Reasons to delay vaccination
- Acute illness: if a child is suffering from any acute febrile illness, postpone immunization until the child has fully recovered. Minor infections without fever or systemic upset are not reasons to postpone immunization.
- Adverse reaction to vaccine: vaccines should not be given to those who have had: a confirmed anaphylactic reaction to a previous dose of the same vaccine. Diphtheria containing vaccines should not be given if there is a confirmed anaphylactic reaction to neomycin, streptomycin or polymyxin B (which may be present in trace amounts).
- Untreated malignant disease or altered immunity: those receiving immunosuppressive or X-ray therapy or high-dose corticosteroids. Malignant conditions of the reticulo-endothelial system such as lymphoma, leukaemia, or Hodgkin’s disease, and where the normal immunological mechanism may be impaired.
- Children who have received another live vaccine, including Bacillus Calmette-Guérin vaccine (BCG), within 3 weeks: do not give measles, mumps, and rubella (MMR) vaccine within 3 months of an injection of immunoglobulin.
- Pregnancy should be avoided for 1 month after MMR vaccine, as for rubella vaccine. Although there is no information to suggest that tetanus, diphtheria, or meningococcal C vaccination is unsafe during pregnancy, do not use unless there is a high risk of the individual developing the disease. Do not offer BCG to women who are pregnant or who are breastfeeding, unless it is thought that they are at high risk of catching TB.
- Tuberculin positive: BCG vaccine should not be administered to individuals who are tuberculin-positive (that is, an induration of 5 mm or greater in diameter in the Mantoux test, or a Heaf grade 2 to 4).
Where there is doubt, seek appropriate advice from a consultant paediatrician, District Immunization Coordinator or Consultant in Communicable Disease Control, rather than withholding vaccine.

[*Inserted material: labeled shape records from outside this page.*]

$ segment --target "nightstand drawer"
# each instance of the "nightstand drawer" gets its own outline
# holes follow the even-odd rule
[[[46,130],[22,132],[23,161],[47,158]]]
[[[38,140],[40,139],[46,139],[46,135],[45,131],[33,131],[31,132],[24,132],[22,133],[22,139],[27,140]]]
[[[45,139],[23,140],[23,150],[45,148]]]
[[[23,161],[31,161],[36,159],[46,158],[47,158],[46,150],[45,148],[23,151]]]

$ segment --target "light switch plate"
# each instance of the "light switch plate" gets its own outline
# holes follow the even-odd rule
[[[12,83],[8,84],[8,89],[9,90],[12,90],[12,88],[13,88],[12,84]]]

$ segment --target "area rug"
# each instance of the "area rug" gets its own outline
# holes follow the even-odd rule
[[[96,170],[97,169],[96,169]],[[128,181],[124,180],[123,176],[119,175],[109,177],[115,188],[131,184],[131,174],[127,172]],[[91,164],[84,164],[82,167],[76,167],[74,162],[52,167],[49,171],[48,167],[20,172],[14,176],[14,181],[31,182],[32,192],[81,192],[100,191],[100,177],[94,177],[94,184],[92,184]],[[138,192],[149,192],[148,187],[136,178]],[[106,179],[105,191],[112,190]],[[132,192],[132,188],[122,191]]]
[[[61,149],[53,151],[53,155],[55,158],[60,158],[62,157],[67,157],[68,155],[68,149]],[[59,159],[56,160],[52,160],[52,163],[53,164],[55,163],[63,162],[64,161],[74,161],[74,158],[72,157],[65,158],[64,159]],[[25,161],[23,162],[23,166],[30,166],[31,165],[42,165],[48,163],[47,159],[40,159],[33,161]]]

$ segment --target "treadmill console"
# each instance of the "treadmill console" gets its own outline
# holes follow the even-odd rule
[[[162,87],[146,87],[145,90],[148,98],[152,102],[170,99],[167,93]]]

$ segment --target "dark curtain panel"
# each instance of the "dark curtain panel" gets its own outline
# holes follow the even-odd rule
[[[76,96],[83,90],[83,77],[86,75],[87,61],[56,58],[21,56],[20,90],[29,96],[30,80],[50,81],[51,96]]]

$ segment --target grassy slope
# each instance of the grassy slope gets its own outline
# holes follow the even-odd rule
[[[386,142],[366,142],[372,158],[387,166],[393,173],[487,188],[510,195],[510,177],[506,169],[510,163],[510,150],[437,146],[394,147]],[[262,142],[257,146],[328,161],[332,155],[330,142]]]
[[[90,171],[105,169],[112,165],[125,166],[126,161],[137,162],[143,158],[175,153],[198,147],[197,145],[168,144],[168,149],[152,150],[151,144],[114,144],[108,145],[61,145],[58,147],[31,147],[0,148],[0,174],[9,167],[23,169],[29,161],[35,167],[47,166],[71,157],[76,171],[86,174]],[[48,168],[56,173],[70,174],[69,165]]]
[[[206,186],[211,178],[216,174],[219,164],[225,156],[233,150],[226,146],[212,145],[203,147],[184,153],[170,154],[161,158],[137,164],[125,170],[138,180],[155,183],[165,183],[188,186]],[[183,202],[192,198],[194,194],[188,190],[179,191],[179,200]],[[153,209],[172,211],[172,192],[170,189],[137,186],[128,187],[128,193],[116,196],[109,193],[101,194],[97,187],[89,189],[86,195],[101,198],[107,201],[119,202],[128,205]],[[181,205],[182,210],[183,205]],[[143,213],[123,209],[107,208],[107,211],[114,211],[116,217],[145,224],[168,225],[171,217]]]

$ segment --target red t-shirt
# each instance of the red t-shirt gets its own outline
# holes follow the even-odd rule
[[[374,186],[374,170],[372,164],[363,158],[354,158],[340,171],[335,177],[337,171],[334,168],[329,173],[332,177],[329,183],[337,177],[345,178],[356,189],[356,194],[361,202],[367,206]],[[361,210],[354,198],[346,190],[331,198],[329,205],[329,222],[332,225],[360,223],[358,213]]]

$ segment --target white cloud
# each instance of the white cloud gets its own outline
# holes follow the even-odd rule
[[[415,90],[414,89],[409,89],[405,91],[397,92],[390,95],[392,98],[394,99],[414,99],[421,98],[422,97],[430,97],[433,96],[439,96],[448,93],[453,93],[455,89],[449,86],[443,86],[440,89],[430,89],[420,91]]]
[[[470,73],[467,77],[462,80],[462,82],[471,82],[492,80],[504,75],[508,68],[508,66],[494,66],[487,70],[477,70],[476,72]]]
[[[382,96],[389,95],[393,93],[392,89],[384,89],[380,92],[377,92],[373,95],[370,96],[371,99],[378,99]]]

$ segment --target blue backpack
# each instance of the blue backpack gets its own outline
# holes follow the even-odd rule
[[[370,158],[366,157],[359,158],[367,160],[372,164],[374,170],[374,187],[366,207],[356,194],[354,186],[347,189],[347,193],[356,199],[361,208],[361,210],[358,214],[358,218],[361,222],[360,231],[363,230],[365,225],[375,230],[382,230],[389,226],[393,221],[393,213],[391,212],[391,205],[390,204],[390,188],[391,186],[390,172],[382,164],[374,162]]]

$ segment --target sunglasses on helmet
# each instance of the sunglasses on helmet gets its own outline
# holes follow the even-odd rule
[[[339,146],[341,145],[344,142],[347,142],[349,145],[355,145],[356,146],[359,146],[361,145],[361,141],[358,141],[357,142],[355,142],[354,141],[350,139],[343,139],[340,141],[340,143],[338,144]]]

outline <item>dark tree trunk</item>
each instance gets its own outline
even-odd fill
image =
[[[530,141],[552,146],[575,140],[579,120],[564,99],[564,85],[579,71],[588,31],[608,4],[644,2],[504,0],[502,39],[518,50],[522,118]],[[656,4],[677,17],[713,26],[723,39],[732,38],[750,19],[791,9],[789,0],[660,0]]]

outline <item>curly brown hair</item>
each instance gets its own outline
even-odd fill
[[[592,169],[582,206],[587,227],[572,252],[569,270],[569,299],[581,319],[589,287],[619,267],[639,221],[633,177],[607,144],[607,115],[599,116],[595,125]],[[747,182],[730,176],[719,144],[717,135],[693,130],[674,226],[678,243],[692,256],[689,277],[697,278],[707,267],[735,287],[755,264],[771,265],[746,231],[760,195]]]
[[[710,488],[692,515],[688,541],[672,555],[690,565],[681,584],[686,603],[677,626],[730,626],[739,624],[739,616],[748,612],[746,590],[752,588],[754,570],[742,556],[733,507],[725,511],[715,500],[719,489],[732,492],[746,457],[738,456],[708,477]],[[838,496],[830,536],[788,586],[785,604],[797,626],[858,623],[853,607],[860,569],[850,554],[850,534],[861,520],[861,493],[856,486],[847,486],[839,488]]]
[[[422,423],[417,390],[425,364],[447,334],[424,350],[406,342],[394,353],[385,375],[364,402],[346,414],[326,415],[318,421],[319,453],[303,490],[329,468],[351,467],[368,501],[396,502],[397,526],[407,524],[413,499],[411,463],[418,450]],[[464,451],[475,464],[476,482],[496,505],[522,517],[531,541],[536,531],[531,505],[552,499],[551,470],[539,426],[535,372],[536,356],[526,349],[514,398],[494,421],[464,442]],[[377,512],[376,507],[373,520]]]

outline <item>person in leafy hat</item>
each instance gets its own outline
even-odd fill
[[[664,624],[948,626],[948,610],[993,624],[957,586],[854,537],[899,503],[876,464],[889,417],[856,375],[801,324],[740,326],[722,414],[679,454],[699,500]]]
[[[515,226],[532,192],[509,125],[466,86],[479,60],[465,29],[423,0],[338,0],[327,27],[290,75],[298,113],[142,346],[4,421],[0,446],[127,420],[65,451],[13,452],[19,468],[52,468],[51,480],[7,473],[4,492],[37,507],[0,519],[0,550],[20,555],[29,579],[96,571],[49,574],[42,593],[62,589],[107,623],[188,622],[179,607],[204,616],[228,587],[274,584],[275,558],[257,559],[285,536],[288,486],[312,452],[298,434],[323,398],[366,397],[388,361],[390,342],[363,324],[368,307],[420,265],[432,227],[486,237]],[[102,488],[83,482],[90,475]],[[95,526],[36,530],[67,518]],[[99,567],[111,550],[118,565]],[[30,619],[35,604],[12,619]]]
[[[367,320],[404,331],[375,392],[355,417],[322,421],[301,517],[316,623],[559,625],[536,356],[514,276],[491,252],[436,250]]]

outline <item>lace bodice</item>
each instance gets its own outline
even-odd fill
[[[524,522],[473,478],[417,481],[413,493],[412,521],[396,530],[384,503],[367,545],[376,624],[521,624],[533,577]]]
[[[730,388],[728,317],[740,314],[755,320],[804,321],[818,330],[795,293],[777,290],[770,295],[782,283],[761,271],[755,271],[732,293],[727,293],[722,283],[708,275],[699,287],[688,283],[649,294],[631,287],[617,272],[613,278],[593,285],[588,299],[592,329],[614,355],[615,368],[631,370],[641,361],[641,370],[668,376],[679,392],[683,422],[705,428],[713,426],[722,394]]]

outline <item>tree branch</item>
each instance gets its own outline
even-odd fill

NOT contraindications to vaccination
The following are not reasons to delay or avoid vaccination:
- A personal or family history of allergy not related to one of the vaccine components.
- A family history of any adverse reactions following immunizations.
- A stable neurological condition such as cerebral palsy, Down’s syndrome, or spina bifida.
- Previous history of pertussis, measles, rubella or mumps infection.
- Prematurity: immunization should not be postponed.
- Contact with an infectious disease.
- Asthma, eczema, hay fever, or ‘snuffles’.
- Treatment with antibiotics or locally acting (e.g. topical or inhaled) corticosteroids.
- Child’s mother is pregnant.
- Child being breastfed.
- History of jaundice after birth.
- Under a certain weight for child’s age.
- Over the age recommended in the immunization schedule. (There is currently no pertussis-containing vaccine licensed for immunization in children age 7 years or older.)
- Family history of convulsions. Immunization should be carried out after advice on the prevention of pyrexia has been given.
- Surgery is not a contraindication to immunization, nor is recent immunization a contraindication to anaesthesia or surgery.
- HIV-positive: most vaccines in the childhood vaccination programme are suitable for people who are HIV-positive. In areas where the risk of contracting tuberculosis and HIV is high, the World Health Organization states that it may be appropriate to vaccinate asymptomatic HIV-positive people. However, the Joint Committee on Vaccination and Immunization advises that BCG should not be administered to individuals infected with HIV.